There is an optimal temperature range your engine should operate at. This range is determined by the manufacturer but all nitro engines usually have simliar ranges. In addition to the above information, you can also perform the "water test" to see if you're within this operating range. After the engine is up to temperature, place a couple of drops of water down in the head of the engine right next to the glow plug. These drops of water should "dance" there for a couple seconds before evaporating away from the heat. If they turn to steam immidiately, the engine is too hot and you need to richen your HSN. If they take longer than five seconds to evaporate, you're a little rich and can lean your HSN out slightly.

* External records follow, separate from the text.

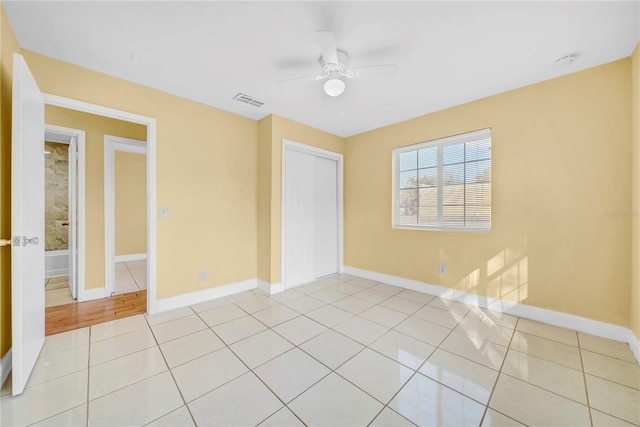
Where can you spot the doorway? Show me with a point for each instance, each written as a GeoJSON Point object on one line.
{"type": "Point", "coordinates": [150, 124]}
{"type": "Point", "coordinates": [64, 153]}
{"type": "Point", "coordinates": [311, 214]}
{"type": "Point", "coordinates": [125, 199]}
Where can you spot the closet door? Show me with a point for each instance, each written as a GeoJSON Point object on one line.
{"type": "Point", "coordinates": [300, 258]}
{"type": "Point", "coordinates": [326, 221]}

Once your HSN is set you can tune your Low Speed Needle(LSN), if your engine is equiped with one. Refer to your instructions as for the location of this needle. It usually is in the end of the carburetor "inside" the area where your linkage attaches to the arm to move the carburetor.

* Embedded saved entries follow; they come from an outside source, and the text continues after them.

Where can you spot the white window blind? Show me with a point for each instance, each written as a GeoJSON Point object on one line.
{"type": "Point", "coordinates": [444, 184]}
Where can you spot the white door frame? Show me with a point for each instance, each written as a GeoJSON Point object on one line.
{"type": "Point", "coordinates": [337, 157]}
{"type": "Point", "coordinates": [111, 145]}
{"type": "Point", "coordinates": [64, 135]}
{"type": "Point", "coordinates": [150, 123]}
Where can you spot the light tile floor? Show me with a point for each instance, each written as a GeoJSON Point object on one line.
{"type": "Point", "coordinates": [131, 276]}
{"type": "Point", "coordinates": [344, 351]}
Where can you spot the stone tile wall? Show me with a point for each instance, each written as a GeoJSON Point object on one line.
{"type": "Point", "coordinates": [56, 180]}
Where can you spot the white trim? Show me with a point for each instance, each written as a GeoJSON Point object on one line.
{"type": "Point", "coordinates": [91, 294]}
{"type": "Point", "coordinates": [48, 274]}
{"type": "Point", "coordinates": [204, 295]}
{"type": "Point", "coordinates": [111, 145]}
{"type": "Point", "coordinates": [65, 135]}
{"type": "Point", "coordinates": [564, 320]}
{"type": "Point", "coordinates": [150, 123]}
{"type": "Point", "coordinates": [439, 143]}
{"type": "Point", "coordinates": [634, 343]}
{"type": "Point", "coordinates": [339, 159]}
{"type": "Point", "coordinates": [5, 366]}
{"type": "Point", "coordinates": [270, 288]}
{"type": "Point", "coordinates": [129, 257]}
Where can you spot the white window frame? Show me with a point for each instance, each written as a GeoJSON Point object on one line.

To adjust, make sure you have your HSN adjusted properly and bring your engine up to operating temperature. Then do one or two full throttle runs to "clear out" the enigne. Bring the car to a complete stop and let the engine idle for 30 seconds. Once the 30 seconds is up, give it full throttle. The car should take off normally or only slightly slower than normal. If it is very slugglish, or the engine dies when you give it full throttle or before the time is up, the LSN is too rich. For most enignes, you turn the LSN clockwise to lean it and counter-clockwise to richen it. (NOTE: Some carburetors are the reverse of this so MAKE SURE you follow the instructions provided by your manufacturer specfically!!) Make very small adjustments to this needle when changing it (1/16th to 1/8th turns only).

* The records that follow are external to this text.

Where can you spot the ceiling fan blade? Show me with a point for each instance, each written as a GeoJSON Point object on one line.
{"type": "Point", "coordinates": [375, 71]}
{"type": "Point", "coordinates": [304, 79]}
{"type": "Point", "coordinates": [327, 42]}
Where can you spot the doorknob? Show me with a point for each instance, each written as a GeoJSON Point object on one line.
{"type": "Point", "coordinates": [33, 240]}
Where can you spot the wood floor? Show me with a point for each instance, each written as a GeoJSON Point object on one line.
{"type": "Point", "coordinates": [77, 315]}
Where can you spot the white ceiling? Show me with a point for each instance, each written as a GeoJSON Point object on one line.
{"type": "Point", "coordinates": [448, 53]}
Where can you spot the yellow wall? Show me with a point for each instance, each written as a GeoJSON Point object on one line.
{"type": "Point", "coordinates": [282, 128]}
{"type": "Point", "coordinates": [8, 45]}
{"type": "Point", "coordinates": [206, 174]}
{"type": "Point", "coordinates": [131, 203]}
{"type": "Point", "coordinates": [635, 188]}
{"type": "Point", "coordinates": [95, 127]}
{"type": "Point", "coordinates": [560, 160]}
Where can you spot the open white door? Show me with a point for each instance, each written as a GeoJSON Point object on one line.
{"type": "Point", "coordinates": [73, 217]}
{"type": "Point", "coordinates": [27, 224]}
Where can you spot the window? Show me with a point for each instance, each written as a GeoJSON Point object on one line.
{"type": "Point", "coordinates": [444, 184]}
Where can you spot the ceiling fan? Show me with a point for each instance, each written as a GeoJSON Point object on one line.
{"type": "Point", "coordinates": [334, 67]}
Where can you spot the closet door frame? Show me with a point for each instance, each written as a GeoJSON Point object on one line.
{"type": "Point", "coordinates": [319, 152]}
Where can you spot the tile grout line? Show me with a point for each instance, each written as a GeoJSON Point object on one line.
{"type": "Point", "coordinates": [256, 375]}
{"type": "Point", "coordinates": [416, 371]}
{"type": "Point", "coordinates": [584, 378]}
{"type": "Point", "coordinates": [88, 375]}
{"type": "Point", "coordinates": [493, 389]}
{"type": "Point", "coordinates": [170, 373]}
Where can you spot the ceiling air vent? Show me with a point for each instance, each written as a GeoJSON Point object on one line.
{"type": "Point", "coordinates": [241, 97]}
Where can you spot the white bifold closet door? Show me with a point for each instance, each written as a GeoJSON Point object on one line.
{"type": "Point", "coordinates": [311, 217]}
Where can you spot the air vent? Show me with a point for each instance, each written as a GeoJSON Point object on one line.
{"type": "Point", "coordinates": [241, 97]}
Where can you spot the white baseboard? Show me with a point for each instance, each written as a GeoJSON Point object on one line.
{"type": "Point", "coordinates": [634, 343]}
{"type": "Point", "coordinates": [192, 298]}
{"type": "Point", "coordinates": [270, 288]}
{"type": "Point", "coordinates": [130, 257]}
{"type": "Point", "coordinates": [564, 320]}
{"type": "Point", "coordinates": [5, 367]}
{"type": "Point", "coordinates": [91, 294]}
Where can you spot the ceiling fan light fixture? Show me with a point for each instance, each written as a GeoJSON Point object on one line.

Like with the HSN, make sure to drive your car around a little after making an adjustment to the LSN to let the engine adjust to the change. Make a couple more full throttle passes then again bring the car to a complete stop and repeat the process until the car launches well and there is still pleanty of blue smoke at less than half throttle driving.
The third needle, if equipped, isn't a needle at all but is reffered to as either the low speed needle seat or the mid range needle. I will not go into this needle as this is something for more advanced drivers. The factory setting will be fine for 99% of drivers anyway.
This should cover your questions about the oil from the pipe and the sluggish performance of your engine at the moment.
As for your diff oil, this is something that you CAN do. The car should have come with some oil or grease already in the diff if you bought a Ready-To-Run (RTR) car. I'm assuming that you did get an RTR.
If the car came with Gear Diffs, and almost all nitro cars do, for now you are probably fine as these diffs don't need to be re-greased very often. To do so would require you to remove the diffs from the car, open them up, and fill them with diff oil.
Now if you are racing AND the differentials in your car are sealed, you can fill them with different weight oils to "tune" them to change the way the car handles. Again, as a beginner this is something you don't need to worry about at the moment but if you wish you can read through posts here to get a better idea of how that adjustment works.
I know this is rather long but I felt these questions needed to be answered in depth to help you expand your knowledge as a new hobbiest. Good luck and please feel free to ask more questions if you have them.